The federal government is looking at all options when it comes to securing affordable energy, Energy Minister Josh Frydenberg insists.
And that includes subsidising new high-efficiency, low-emission coal power plants.
Asked whether the government would like to see the Clean Energy Finance Corportation give such projects taxpayer support to get them off the ground, Mr Frydenberg said it would look at all options.
“But I do point out it’s called the Clean Energy Finance Corporation not the Renewable Energy Finance Corporation,” he told ABC radio on Thursday from South Australia.
“That’s an important distinction.”
Coal continues to play an important role in securing baseload power, Mr Frydenberg said, citing Japan’s 90 high-efficiency, low-emissions power plants and plans to build another 45.
“They also have an emissions reduction target very similar to Australia’s – around 26 per cent,” he said.
“We should be encouraging as the world’s largest coal exporter, how do we maintain our baseload generation, improve the stability of the system, and coal certainly plays a role in that regard.”
Treasurer Scott Morrison echoed Mr Frydenberg, saying the government would have more to say as the year goes on but coal was an important part of the mix.
“Why would the Labor Party be opposed to lower power prices,” he said.
Deputy Prime Minister Barnaby Joyce believes Australia should build clean coal-fired power stations and consider sinking taxpayer cash into developing technology around lowering emissions.
Australia was a major coal exporter and it was “morally prudent” to be at the forefront of technology around burning the fossil fuel.
It was critical for the country to ensure “poor people can turn the lights on” as efficiently as possible, he said.
“The best way to do that is to build the plants and actually investigate how you can make that as efficient as possible,” he said.

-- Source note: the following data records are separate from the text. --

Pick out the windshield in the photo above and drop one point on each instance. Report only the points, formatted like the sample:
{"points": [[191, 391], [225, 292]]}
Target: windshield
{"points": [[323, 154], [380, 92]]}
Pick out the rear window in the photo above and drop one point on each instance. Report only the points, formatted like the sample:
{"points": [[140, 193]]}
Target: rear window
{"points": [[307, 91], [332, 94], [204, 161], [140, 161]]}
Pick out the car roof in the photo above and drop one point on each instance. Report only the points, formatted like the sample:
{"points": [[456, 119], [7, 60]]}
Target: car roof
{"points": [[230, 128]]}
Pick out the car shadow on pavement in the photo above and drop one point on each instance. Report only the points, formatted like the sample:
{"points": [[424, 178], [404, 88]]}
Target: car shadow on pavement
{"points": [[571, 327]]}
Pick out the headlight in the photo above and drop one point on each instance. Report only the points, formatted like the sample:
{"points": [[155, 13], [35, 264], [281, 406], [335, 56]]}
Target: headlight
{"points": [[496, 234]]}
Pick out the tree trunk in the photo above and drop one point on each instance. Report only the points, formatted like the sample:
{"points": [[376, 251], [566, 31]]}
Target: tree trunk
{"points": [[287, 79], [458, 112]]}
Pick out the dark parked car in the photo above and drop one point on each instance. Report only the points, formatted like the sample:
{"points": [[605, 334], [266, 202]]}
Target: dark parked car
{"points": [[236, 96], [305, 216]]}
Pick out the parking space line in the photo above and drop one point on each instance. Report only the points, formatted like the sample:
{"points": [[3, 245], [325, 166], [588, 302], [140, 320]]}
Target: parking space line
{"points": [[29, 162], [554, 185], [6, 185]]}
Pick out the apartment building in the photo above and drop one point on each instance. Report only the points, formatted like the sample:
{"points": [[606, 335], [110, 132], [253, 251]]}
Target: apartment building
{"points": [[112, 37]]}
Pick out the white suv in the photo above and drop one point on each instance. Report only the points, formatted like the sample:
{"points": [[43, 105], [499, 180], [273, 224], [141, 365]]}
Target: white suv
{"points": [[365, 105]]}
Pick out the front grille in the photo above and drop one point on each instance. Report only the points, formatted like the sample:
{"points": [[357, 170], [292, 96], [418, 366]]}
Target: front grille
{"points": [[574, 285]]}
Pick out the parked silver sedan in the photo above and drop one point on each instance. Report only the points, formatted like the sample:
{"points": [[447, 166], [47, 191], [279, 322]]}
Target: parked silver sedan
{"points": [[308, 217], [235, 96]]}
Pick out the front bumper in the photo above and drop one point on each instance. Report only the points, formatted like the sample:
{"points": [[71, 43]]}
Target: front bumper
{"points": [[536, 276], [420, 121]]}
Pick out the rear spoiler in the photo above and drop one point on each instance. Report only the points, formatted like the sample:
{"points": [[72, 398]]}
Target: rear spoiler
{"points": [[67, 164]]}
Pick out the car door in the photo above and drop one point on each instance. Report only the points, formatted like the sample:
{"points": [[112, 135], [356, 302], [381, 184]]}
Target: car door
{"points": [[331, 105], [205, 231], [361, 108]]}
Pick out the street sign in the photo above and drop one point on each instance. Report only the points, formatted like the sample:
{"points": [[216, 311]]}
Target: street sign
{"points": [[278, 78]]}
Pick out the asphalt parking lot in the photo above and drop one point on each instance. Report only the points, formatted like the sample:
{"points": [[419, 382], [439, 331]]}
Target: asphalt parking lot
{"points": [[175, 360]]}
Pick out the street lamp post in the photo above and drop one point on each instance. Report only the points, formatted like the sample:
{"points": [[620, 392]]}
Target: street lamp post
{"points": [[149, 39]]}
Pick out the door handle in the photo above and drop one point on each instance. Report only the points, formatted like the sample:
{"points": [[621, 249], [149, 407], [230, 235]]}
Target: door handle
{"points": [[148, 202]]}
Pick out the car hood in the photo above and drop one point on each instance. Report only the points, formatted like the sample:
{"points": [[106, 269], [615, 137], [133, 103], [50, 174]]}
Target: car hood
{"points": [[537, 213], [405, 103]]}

Mr Joyce said he would have no problem spending government money on the developments.
His comments came after Prime Minister Malcolm Turnbull pledged to make electricity prices and energy security defining issues this year.
Mr Turnbull said energy policy was not an abstract issue because higher electricity bills hurt household budgets.

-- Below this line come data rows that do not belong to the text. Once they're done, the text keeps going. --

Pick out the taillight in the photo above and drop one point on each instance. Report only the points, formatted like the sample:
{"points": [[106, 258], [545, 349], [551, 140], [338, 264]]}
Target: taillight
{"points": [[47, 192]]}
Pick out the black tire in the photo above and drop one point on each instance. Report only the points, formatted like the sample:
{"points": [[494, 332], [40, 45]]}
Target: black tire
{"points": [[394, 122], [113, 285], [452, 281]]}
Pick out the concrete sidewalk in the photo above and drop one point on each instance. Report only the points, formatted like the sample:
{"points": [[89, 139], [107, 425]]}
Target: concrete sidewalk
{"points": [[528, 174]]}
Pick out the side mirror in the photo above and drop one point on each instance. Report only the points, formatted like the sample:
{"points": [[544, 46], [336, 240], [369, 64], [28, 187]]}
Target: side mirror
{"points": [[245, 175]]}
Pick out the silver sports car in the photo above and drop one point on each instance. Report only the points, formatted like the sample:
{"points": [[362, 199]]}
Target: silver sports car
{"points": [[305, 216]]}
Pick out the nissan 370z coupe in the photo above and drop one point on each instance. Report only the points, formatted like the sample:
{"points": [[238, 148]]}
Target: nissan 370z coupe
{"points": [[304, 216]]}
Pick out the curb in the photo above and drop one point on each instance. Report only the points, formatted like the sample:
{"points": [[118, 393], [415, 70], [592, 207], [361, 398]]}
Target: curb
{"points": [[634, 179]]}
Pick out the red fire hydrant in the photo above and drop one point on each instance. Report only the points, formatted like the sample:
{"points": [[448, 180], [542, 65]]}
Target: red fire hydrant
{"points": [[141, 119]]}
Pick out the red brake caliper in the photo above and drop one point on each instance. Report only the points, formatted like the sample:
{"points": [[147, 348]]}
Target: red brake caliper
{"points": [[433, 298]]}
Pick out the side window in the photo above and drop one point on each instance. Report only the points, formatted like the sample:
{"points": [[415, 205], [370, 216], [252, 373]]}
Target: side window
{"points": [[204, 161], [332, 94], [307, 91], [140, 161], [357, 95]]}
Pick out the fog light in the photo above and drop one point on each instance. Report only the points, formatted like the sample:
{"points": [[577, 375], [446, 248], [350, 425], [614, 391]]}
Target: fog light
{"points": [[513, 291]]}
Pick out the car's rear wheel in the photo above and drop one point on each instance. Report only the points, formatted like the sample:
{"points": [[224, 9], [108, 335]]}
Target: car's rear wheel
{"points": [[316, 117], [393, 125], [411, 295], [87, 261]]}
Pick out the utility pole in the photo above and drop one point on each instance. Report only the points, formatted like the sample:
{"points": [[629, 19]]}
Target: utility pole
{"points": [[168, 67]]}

Mr Turnbull has pledged to keep the 23 per cent renewable energy target intact, noting it was reviewed and cut from 27 per cent under Tony Abbott.
On Wednesday, he revealed the CEFC and the Australian Renewable Energy Agency will now prioritise funding for large-scale storage and other flexible capacity projects, including pumped hydro.

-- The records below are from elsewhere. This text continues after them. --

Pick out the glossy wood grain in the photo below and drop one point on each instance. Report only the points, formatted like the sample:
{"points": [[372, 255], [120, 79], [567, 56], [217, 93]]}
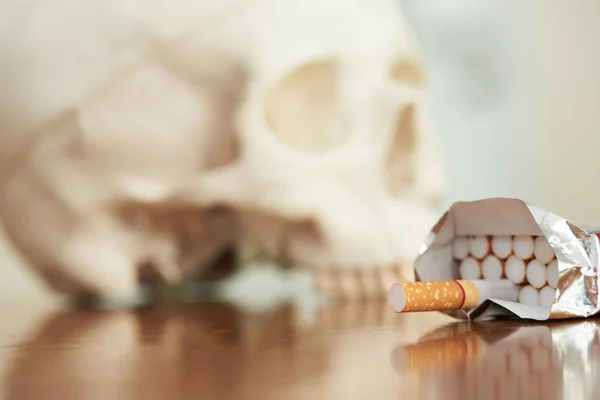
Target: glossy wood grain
{"points": [[351, 351]]}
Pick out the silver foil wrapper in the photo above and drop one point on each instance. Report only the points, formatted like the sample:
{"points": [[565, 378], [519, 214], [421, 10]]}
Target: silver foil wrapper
{"points": [[577, 252]]}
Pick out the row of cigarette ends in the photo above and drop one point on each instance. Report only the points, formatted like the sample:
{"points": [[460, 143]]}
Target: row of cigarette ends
{"points": [[527, 261], [519, 269]]}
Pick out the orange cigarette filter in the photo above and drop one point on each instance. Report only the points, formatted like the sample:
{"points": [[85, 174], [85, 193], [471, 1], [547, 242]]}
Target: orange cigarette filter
{"points": [[433, 296]]}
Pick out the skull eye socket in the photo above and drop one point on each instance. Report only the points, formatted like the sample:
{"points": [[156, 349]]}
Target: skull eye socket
{"points": [[303, 109], [407, 71]]}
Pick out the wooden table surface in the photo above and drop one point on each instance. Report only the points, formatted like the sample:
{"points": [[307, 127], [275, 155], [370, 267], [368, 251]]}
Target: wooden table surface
{"points": [[352, 351]]}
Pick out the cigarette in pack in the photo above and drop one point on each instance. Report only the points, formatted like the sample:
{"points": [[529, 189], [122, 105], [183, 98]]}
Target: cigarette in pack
{"points": [[448, 295], [553, 263], [522, 259]]}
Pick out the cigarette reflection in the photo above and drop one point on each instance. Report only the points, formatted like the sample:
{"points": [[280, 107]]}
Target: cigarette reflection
{"points": [[505, 360]]}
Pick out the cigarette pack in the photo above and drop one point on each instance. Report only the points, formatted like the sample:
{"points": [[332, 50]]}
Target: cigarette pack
{"points": [[554, 262]]}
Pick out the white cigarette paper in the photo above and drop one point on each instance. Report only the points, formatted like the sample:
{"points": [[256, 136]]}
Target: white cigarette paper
{"points": [[491, 268], [552, 273], [479, 246], [542, 250], [529, 296], [523, 247], [502, 246], [460, 247], [469, 269], [547, 295], [514, 268], [536, 274]]}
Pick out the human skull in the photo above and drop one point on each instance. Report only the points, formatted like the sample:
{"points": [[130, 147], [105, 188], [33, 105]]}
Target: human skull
{"points": [[140, 139]]}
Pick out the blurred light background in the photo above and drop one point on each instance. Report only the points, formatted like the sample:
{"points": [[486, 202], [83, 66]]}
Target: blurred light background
{"points": [[514, 92]]}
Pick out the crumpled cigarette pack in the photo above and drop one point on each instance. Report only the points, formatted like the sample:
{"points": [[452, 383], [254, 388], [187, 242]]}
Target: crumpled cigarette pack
{"points": [[577, 252]]}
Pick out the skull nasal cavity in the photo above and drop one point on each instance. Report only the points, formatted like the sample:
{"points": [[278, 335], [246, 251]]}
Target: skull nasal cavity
{"points": [[400, 166], [303, 108]]}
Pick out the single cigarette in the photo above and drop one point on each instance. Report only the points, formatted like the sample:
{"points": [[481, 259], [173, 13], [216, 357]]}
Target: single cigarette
{"points": [[491, 268], [502, 246], [514, 268], [547, 296], [552, 273], [536, 274], [460, 247], [479, 246], [469, 269], [523, 247], [448, 295], [542, 250], [529, 296]]}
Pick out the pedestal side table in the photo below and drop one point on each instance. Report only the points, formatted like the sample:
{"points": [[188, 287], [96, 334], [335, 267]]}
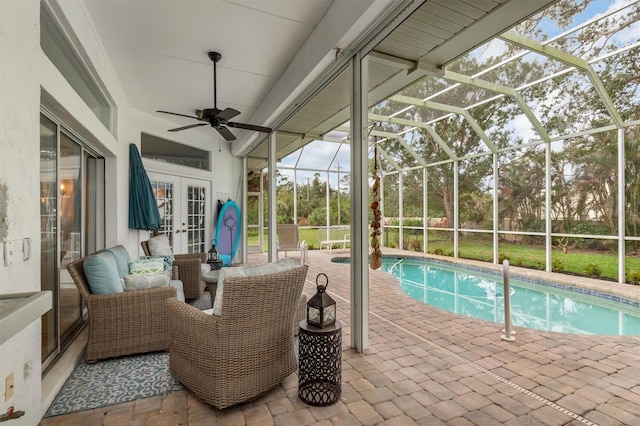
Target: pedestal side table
{"points": [[320, 364]]}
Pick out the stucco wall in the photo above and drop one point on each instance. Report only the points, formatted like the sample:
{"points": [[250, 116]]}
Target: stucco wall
{"points": [[19, 148], [27, 81]]}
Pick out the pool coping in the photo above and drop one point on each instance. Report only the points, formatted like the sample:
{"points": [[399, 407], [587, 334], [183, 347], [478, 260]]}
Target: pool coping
{"points": [[627, 294]]}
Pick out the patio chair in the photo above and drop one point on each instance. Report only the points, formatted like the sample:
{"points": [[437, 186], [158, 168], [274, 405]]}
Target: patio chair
{"points": [[247, 350], [125, 323], [289, 240]]}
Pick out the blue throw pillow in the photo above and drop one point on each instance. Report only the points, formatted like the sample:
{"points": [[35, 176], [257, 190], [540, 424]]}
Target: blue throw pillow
{"points": [[121, 256], [102, 273]]}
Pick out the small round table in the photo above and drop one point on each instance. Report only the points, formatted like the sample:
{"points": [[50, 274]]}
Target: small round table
{"points": [[211, 277], [320, 364], [215, 264]]}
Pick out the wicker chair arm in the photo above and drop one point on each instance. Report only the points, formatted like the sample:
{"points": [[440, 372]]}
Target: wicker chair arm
{"points": [[201, 256], [191, 331], [190, 273], [130, 300]]}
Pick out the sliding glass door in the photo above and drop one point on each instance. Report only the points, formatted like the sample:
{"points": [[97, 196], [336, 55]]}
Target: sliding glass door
{"points": [[71, 181]]}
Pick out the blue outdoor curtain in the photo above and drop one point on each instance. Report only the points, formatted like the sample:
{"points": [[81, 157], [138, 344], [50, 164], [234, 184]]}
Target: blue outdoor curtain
{"points": [[143, 208]]}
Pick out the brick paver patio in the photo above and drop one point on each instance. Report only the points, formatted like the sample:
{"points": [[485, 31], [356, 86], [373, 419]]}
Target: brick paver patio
{"points": [[429, 367]]}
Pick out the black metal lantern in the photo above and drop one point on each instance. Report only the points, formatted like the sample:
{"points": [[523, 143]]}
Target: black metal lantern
{"points": [[212, 254], [321, 308]]}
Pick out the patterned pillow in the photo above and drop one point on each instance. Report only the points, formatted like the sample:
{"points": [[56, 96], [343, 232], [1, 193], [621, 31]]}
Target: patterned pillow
{"points": [[166, 260], [144, 281], [146, 266], [159, 246]]}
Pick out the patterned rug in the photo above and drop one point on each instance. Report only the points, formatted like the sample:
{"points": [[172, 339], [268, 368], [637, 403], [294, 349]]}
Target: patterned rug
{"points": [[114, 381]]}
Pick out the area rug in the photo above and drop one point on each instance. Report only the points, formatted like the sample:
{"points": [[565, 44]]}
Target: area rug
{"points": [[114, 381]]}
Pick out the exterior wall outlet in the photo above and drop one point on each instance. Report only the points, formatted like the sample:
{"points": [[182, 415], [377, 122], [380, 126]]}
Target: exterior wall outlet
{"points": [[8, 387]]}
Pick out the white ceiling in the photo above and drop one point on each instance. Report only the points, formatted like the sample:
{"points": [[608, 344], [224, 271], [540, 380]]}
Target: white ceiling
{"points": [[272, 49], [158, 49]]}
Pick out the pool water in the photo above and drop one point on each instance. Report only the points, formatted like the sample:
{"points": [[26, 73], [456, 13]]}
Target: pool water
{"points": [[476, 294]]}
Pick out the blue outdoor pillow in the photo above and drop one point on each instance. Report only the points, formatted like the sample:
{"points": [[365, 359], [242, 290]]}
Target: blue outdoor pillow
{"points": [[102, 273]]}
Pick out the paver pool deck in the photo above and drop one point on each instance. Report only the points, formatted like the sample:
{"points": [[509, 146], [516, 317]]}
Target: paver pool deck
{"points": [[427, 366]]}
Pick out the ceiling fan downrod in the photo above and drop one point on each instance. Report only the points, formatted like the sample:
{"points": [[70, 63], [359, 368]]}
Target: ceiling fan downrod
{"points": [[215, 57]]}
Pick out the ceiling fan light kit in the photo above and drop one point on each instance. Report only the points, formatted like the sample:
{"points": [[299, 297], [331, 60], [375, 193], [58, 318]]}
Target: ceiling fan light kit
{"points": [[216, 118]]}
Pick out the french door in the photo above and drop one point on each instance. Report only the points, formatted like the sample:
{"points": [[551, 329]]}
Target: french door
{"points": [[185, 208]]}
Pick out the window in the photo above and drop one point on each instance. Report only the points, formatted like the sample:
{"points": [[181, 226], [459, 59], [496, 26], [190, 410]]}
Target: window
{"points": [[63, 55], [155, 148]]}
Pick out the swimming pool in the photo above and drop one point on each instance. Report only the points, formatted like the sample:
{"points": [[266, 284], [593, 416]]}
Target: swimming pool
{"points": [[534, 304]]}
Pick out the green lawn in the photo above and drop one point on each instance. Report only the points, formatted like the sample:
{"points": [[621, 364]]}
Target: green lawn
{"points": [[576, 262]]}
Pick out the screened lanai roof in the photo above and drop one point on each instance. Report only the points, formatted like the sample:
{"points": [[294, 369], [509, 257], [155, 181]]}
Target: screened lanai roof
{"points": [[415, 83]]}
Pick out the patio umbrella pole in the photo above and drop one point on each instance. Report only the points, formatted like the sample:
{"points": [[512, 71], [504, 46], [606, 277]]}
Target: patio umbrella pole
{"points": [[507, 305]]}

Chief Scientist Alan Finkel will also provide advice on the role they can play in stabilising the electricity grid.
Mr Turnbull said it was an indictment on state governments that they had been pushing more renewable energy into their grids without thinking about how to back up variable sources such as wind.
The prime minister called on all governments to co-operate on achieving the trifecta of affordable, reliable and secure electricity.
Labor wants the RET lifted to 50 per cent by 2030, which Mr Turnbull dismissed as a mindless rush into renewables.